Introduction

Acute multifocal hemorrhagic retinal vasculitis (AMHRV) is a rare condition with an unknown etiology. It predominantly affects healthy immunocompetent adults, mostly men, and is characterized by bilateral but asymmetric involvement. The condition presents with sudden visual loss accompanied by characteristic fundoscopic findings, all without concomitant systemic symptoms [1, 2].
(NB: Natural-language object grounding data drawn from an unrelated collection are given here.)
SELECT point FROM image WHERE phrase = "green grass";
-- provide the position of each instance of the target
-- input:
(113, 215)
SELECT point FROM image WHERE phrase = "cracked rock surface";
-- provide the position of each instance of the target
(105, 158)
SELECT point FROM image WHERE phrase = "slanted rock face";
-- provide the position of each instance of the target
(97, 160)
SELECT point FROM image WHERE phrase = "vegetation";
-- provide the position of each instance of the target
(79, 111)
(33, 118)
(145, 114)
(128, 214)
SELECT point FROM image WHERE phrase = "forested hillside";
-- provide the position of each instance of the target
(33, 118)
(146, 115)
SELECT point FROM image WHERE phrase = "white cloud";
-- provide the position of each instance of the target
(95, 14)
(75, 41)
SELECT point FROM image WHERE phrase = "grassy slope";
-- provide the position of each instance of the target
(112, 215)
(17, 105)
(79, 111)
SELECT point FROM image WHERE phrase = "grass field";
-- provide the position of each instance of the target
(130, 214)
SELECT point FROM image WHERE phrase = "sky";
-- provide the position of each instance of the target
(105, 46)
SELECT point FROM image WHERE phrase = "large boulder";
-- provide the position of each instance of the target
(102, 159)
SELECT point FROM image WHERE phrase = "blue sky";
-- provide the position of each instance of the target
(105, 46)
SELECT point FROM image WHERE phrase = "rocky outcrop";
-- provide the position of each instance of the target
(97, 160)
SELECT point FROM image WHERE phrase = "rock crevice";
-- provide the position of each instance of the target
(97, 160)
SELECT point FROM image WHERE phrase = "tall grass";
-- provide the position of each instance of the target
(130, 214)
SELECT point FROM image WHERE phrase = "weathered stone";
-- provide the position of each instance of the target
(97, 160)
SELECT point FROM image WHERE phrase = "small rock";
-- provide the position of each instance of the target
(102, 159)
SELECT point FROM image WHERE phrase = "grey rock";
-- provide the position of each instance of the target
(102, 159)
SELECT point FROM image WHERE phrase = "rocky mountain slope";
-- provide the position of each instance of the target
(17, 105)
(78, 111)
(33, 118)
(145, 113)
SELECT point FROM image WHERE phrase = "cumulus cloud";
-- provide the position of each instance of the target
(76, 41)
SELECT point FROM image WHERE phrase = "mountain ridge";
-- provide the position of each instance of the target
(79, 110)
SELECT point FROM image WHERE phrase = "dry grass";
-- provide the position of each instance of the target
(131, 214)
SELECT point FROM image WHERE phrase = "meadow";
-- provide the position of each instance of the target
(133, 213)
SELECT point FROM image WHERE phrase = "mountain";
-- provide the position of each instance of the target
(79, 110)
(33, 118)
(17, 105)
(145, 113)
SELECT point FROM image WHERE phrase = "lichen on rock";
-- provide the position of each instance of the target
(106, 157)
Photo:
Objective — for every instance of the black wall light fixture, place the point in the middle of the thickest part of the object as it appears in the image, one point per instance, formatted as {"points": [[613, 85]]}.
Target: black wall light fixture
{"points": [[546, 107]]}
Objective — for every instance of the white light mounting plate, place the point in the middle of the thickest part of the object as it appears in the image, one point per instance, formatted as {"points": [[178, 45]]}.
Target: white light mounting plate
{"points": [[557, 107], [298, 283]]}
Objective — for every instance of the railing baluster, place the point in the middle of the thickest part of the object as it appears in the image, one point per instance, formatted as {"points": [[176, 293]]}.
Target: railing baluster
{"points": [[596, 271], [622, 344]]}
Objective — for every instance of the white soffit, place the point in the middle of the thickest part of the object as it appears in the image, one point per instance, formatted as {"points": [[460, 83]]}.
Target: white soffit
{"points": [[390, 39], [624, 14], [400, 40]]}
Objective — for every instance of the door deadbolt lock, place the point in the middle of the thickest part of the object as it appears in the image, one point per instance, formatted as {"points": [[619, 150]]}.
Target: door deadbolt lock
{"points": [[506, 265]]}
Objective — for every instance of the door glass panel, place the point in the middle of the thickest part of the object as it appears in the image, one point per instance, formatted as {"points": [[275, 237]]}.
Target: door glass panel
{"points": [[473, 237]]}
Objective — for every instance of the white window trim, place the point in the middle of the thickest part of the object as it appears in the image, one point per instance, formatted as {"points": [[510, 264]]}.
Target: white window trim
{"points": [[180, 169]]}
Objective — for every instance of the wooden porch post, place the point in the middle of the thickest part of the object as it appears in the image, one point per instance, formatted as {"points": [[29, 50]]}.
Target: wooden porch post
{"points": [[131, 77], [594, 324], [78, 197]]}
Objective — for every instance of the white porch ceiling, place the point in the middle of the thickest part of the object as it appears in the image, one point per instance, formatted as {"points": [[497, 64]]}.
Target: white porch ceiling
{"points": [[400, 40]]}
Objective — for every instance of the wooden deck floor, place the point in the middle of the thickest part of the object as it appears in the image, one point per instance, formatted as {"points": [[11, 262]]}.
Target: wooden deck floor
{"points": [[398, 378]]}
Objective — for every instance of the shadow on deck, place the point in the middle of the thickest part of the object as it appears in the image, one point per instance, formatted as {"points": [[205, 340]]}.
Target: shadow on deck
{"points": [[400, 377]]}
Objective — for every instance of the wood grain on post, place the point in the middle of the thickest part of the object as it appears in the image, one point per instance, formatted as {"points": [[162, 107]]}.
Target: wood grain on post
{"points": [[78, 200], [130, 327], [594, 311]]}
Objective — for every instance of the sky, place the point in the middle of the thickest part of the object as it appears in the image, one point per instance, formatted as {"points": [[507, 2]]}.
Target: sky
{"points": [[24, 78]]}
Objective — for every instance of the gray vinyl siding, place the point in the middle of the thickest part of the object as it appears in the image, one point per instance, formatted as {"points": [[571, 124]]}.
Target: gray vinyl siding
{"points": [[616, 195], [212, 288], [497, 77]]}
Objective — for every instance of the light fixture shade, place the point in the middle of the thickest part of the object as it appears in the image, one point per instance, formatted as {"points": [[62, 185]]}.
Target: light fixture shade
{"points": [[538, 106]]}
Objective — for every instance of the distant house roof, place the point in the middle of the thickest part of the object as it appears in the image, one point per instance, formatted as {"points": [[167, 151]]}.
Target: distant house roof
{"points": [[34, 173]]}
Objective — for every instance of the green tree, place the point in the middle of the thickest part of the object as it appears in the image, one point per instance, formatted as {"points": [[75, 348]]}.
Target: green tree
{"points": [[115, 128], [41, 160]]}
The clinical hallmark of AMHRV resides in its distinctive fundoscopic manifestations, characterized by vitreous inflammation, retinal vasculitis, retinal hemorrhage predominantly in the posterior segment, and papillitis. Diagnosis of AMHRV is fundamentally clinical and can only be confirmed after discarding systemic etiologies or other entities with similar features [1–3]. Among these entities, Behçet’s disease, sarcoidosis, ocular syphilis, toxoplasmosis, viral infection and Eales’ disease should be excluded [3]. Long-term complications of AMHRV include epiretinal membrane, vitreous hemorrhage, neovascularization, iris rubeosis, or neovascular glaucoma [4].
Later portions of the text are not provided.